Once the patient lies down and the device is activated, LEDs display the words "Detecting end of life." At this point, the "doctor" exits the room, leaving the patient alone. Within moments, the LEDs read "End of life detected," and the robotic arm begins its back-and-forth caressing action in what is supposed to be a comforting gesture that Chen says tends to cause visitors a "paradoxical sensation of comfort and discomfort."
"I put part of myself into the robot, things such as what I would say to a dying person and how I would touch and comfort them," says Chen, who hopes to move to San Francisco and find work in robotics now that he has completed his degree. He does not have plans to push his Last Moment Robot past the prototype stage at this point, but says he can see it being used to sit with the dying in cases where other sources of comfort might be absent.
Machines that provide comfort or intimacy are far from the stuff of science fiction. Chen's Last Moment Robot and accompanying installation were inspired by Paro, a therapeutic baby seal robot used in nursing homes in Japan and elsewhere to comfort the elderly and isolated. Paro was also used to comfort victims of last year's earthquake and tsunami in Japan.

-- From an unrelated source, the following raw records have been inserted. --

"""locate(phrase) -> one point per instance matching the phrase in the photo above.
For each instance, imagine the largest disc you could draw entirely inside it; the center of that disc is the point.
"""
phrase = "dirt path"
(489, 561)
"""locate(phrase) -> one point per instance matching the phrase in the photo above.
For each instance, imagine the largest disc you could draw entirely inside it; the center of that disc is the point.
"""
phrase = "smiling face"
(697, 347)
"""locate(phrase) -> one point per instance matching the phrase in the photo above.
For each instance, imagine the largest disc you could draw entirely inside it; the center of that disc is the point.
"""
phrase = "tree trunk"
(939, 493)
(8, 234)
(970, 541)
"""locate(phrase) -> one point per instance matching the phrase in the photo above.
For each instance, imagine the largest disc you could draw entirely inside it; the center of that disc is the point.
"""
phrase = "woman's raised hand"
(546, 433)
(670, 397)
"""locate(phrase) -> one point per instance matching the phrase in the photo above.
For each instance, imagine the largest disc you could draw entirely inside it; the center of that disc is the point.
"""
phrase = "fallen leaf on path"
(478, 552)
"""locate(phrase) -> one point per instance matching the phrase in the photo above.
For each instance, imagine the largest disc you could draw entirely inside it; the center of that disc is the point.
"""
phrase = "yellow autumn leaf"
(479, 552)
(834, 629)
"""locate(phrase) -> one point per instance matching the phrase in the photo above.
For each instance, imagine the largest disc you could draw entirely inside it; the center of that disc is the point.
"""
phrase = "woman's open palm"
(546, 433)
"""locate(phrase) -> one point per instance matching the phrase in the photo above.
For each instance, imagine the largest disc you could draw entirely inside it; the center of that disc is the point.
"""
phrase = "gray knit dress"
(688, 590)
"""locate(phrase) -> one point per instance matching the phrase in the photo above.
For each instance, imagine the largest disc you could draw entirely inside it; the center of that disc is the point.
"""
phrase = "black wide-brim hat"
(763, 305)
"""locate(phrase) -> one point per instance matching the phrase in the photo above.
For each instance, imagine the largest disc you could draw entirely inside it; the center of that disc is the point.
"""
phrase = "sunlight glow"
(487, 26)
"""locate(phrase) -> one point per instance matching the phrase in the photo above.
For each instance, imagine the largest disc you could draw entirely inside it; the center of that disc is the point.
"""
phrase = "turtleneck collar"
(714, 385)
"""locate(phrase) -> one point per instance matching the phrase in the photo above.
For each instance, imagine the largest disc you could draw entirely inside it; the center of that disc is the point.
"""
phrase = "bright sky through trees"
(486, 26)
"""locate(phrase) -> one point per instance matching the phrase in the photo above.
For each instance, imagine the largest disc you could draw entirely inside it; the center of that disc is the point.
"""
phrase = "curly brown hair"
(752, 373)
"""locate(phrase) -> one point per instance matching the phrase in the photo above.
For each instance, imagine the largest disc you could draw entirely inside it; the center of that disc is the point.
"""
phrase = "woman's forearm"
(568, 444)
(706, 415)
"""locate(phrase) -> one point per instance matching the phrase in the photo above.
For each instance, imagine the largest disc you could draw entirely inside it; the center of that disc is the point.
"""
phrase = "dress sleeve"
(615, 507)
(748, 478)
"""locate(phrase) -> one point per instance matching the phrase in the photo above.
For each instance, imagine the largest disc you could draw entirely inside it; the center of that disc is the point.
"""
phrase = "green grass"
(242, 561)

Therapeutic robots have been used with other populations as well, including autistic children. But the idea of what is, in essence, a robot hospice worker, pushes the conceptual boundaries of human-machine interaction to places some people might not be ready to go. Which is precisely what Chen wants to do.
"The device is meant to raise questions," he says. "The process of dying is probably the most vulnerable moment of a human life, where one seeks the assurance of human connection. In this installation, human presence is replaced with a robot, questioning the quality of intimacy without humanity."